Neujahrsbrief 2022

Befrage und erhöre dich selbst

Der Schnee fällt lautlos. Er knirscht bei jedem Schritt unter den Füssen. Ein Geräusch, das beruhigend wirkt, denn das war so und wird immer so sein; solange Schnee fällt, wohl gemerkt.
Je tiefer es in den Wald geht, desto leiser wird das vielfältige Keuchen und Brummen der Stadt. Die Schneeschicht, die sich ringsum zusehends niederlegt, wirkt wie eine Dämpfungskonstante für übergewöhnliche Fühlfähigkeit und garantiert zunehmende Stille. Ich folge dem Weg, gelange an eine Lichtung. Der Blick ist nun frei auf die glitzernden und funkelnden Lichter der betriebsamen Stadt, die einen turmhohen Stolz präsentiert; eine Metropole, wohl gemerkt, die ihre Arbeitstiere pausenlos antreibt, diese in Abstellkammerbeziehungen leben lässt und ihnen second life batteries in Aussicht stellt.

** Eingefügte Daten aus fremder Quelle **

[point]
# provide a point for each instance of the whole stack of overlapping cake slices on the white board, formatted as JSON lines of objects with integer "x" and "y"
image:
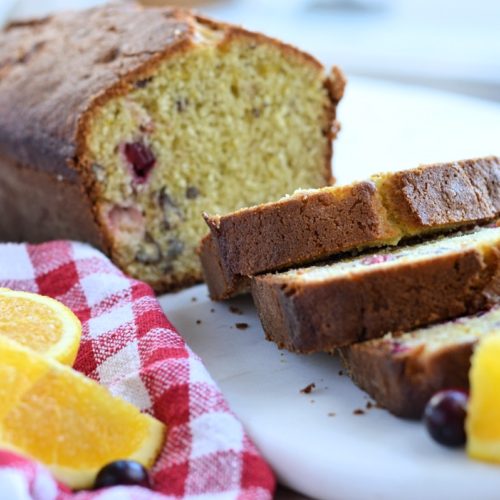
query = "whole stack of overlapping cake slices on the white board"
{"x": 399, "y": 273}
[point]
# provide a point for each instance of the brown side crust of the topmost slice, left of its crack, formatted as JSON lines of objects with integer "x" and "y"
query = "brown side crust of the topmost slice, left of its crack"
{"x": 294, "y": 230}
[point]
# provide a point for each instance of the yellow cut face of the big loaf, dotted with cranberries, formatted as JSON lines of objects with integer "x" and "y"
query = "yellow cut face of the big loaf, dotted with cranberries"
{"x": 232, "y": 121}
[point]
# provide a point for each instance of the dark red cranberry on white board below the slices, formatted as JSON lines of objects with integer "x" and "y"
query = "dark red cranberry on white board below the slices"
{"x": 444, "y": 417}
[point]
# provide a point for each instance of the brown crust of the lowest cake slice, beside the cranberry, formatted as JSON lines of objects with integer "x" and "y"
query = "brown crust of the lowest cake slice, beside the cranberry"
{"x": 403, "y": 382}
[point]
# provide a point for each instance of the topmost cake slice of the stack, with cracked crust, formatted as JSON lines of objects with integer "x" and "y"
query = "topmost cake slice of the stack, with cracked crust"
{"x": 315, "y": 224}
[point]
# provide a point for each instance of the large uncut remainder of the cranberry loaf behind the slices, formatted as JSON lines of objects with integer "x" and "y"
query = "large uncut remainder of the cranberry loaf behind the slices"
{"x": 120, "y": 125}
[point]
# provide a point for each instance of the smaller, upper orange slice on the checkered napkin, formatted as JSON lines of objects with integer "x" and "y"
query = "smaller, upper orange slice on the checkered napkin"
{"x": 40, "y": 323}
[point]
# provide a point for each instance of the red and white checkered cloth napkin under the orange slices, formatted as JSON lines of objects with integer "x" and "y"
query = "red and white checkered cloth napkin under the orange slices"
{"x": 129, "y": 346}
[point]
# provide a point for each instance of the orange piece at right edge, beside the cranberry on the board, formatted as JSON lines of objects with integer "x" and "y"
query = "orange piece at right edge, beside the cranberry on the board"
{"x": 483, "y": 414}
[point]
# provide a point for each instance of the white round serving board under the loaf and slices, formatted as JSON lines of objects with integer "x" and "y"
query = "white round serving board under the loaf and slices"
{"x": 314, "y": 442}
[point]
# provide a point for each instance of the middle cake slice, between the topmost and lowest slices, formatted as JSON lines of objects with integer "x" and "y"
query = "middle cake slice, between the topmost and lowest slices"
{"x": 323, "y": 307}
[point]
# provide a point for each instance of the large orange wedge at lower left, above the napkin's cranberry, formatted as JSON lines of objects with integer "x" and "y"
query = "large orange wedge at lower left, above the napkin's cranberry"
{"x": 68, "y": 422}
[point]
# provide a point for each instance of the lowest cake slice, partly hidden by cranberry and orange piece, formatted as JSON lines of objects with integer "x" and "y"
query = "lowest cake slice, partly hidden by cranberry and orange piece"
{"x": 402, "y": 372}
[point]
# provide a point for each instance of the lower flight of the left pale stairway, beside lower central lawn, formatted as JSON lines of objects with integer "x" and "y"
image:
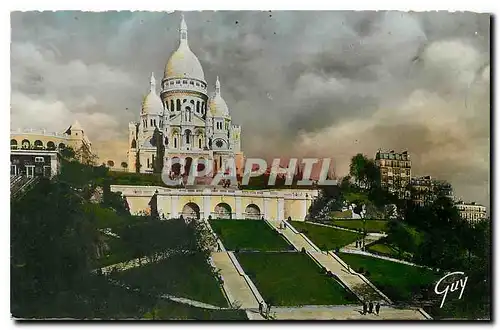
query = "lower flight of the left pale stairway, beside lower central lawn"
{"x": 235, "y": 284}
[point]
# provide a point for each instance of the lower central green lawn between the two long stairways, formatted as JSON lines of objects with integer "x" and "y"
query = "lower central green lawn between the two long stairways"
{"x": 292, "y": 279}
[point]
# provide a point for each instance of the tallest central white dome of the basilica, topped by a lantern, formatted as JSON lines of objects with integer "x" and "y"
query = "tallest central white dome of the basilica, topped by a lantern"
{"x": 183, "y": 63}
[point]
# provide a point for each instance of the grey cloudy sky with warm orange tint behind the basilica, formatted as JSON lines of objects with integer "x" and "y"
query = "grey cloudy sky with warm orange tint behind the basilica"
{"x": 327, "y": 84}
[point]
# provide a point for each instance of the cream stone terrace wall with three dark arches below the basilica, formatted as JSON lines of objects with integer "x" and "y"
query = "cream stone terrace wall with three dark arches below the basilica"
{"x": 219, "y": 204}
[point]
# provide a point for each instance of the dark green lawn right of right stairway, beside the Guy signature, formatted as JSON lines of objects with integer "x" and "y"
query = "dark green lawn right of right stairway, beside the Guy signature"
{"x": 398, "y": 281}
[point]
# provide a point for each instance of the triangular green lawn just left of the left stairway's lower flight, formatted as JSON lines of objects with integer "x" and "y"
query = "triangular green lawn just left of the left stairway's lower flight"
{"x": 188, "y": 276}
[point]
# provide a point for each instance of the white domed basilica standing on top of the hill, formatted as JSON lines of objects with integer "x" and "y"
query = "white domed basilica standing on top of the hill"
{"x": 181, "y": 122}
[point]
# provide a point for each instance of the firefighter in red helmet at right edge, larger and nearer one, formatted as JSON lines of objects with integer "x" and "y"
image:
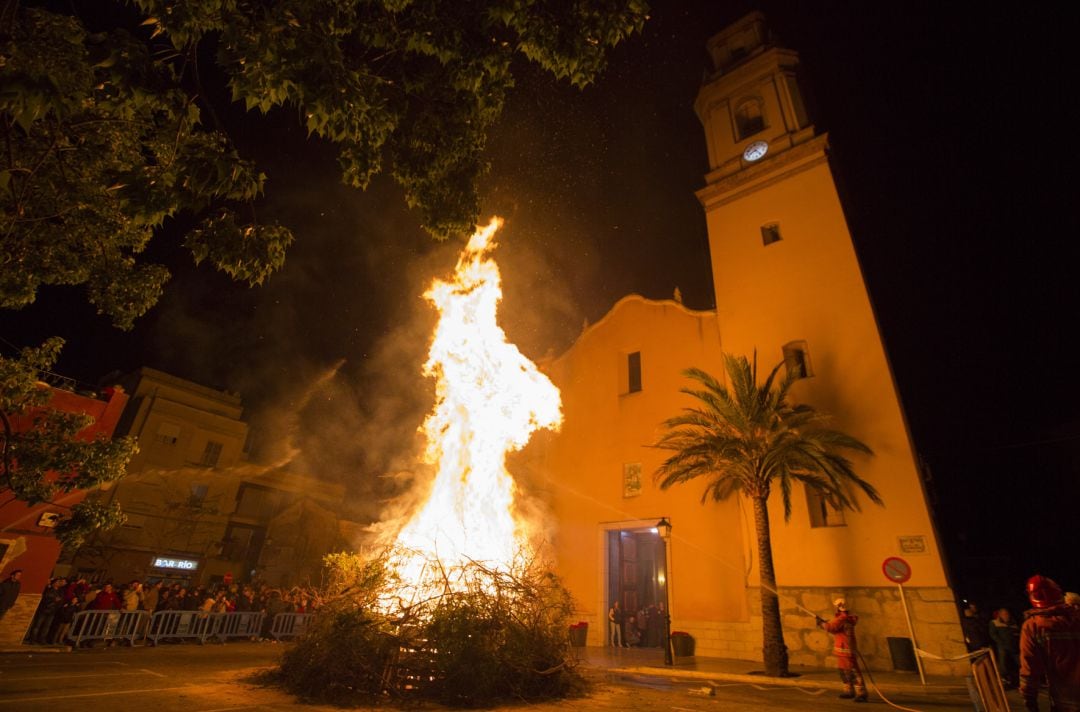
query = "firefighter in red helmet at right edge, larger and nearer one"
{"x": 1050, "y": 649}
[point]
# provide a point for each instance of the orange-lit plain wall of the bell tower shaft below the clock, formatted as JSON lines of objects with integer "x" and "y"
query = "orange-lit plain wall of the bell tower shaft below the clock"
{"x": 809, "y": 287}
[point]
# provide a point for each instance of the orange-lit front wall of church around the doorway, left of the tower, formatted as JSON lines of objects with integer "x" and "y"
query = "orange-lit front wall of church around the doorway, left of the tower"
{"x": 606, "y": 428}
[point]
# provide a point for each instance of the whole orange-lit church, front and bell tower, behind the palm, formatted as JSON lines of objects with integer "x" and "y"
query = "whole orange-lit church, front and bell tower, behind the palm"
{"x": 789, "y": 288}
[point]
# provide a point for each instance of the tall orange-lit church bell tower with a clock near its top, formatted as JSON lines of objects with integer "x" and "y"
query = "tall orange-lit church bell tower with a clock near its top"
{"x": 790, "y": 289}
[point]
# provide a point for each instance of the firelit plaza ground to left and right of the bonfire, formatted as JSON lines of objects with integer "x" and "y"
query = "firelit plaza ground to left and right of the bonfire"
{"x": 218, "y": 678}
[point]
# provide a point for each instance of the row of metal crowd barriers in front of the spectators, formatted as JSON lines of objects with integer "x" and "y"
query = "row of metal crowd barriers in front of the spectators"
{"x": 178, "y": 626}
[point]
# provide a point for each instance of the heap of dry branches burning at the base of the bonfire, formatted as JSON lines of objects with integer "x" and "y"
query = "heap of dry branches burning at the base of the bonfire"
{"x": 490, "y": 636}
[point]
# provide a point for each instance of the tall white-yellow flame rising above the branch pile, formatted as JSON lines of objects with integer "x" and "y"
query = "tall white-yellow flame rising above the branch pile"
{"x": 489, "y": 401}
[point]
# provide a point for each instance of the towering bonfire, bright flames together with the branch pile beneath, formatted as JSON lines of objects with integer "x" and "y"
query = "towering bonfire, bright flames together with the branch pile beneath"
{"x": 458, "y": 609}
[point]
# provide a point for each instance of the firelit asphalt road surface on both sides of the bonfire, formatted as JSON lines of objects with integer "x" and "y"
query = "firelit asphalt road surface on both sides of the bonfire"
{"x": 221, "y": 679}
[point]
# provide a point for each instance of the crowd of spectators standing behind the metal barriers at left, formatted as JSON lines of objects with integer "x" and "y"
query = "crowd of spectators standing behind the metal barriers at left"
{"x": 63, "y": 599}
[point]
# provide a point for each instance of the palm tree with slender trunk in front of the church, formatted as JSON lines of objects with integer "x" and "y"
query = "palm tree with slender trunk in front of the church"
{"x": 746, "y": 438}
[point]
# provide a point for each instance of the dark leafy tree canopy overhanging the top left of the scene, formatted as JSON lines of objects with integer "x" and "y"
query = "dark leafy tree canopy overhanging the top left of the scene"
{"x": 111, "y": 130}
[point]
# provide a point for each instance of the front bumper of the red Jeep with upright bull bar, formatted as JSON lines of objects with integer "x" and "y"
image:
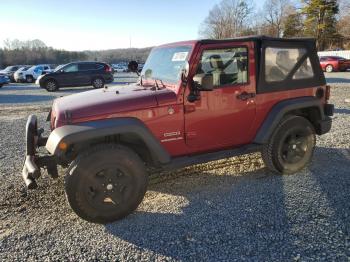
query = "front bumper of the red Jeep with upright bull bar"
{"x": 33, "y": 162}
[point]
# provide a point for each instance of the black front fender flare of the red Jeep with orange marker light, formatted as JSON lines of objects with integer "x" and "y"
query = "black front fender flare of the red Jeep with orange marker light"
{"x": 130, "y": 132}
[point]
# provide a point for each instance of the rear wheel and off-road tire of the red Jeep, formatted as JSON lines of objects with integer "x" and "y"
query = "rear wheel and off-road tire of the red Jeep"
{"x": 281, "y": 141}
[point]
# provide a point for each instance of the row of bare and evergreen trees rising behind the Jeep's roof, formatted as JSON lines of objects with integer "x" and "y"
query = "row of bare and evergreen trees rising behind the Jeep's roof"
{"x": 326, "y": 20}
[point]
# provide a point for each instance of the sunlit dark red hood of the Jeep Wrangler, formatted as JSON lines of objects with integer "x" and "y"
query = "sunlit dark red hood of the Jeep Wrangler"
{"x": 106, "y": 102}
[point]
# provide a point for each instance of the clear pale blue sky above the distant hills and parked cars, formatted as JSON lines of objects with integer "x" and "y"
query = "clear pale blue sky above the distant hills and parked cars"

Ich setze mich auf eine Bank an der Wegbiegung und ruhe mich aus. Ein Sitzriese kommt schunkelig daher geschlendert und gesellt sich zu mir; wir kommen ins Gespräch. «Der aktuelle spill-over-event lässt sich mit den kräftigsten Hieben auf die Boxbirne nicht wegschlagen», meint er und rollt bedeutsam seinen Überaugenwulst. Ich stimme ihm zu und frage, wie es denn möglich sei, sich im reichweitestarken Boulevardkosmos zu orientieren. Es tummeln sich dort Salonzyniker und Seelenbetrüger. Die einen überwallen uns mit ihrer Suada und laden ins Impfdörfli ein, die anderen brillieren mit Aussenseiterstolz. Insgesamt ist die Rhetorik martialisch bis gewaltvoll. Während die einen ihre Klappstacheln ausfahren, mokant und stereotaktisch ihre Jahrmarktshoheit worthülsen, trumpfen die anderen auf mit ihrem Stosstrupp und geben moros Belangvolles von sich. Wen man auch anhört, der Selbsterhöhungseifer ist beidseitig. Wer bei den einen oder anderen leise Bedenken anzumerken wagt, kokelt. Das Resultat dieser unheilvollen Flut von Wichtigkeiten und Altherrenwitzen lautet: übergenügend informiert. Nimmt man den Puls – hüben wie drüben –, wird die sardonische Ader fühlbar. Im Anblick dieser Trauermückenlarven könnte man zipfelsinnig werden. Ich seufze lautstark.

«Schau», sagt der Sitzriese sanftmütig, «am Erzählrad dreht Definibles, das die Ampelpolitik mal rot, mal grün aufleuchten lässt. Wir müssen uns auf anderes besinnen als Tierretterkommentare.» Bestimmt hat er recht, denke ich bei mir. Friedfertig fährt er fort: «Wenn du die Wahrheit hervorbringst, die in deiner Tiefe ruht, wird sie dich retten. Wenn du sie nicht hervorbringst, wird sie dich zerstören.»

Ein Schauder durchzuckt mich ob diesem ehrwürdigen Edeltonboot. Ich trete kurz weg. Zurück auf der Bank neben meinem Gesprächspartner auf Augenhöhe möchte ich wissen: «Wie ist dies zu bewerkstelligen?» Der Sitzriese bedient sich seiner Engelszunge und sagt: «Die Wahrheit ergründen, bedeutet, weder lahmhintrig noch hasenherzig zu sein, bar jeder egoiden Befindlichkeit. Darum braucht es eine enhanced self-interrogation. Es geht ums Erhören, nicht ums Erhöhen, wohl gemerkt. Wer Ohren hat, der höre.» Erkenntnisreich verabschiede ich mich von meinem Gegenüber. Ich breche auf ins heilvolle Bauerwartungsland, unter mir das vertrauenerweckende Knirschen. Am Ziel angelangt, giesse ich mit Fürwitz die Terrassenmischung Tröpfchen für Tröpfchen aus dem Saucenpfau. Amen!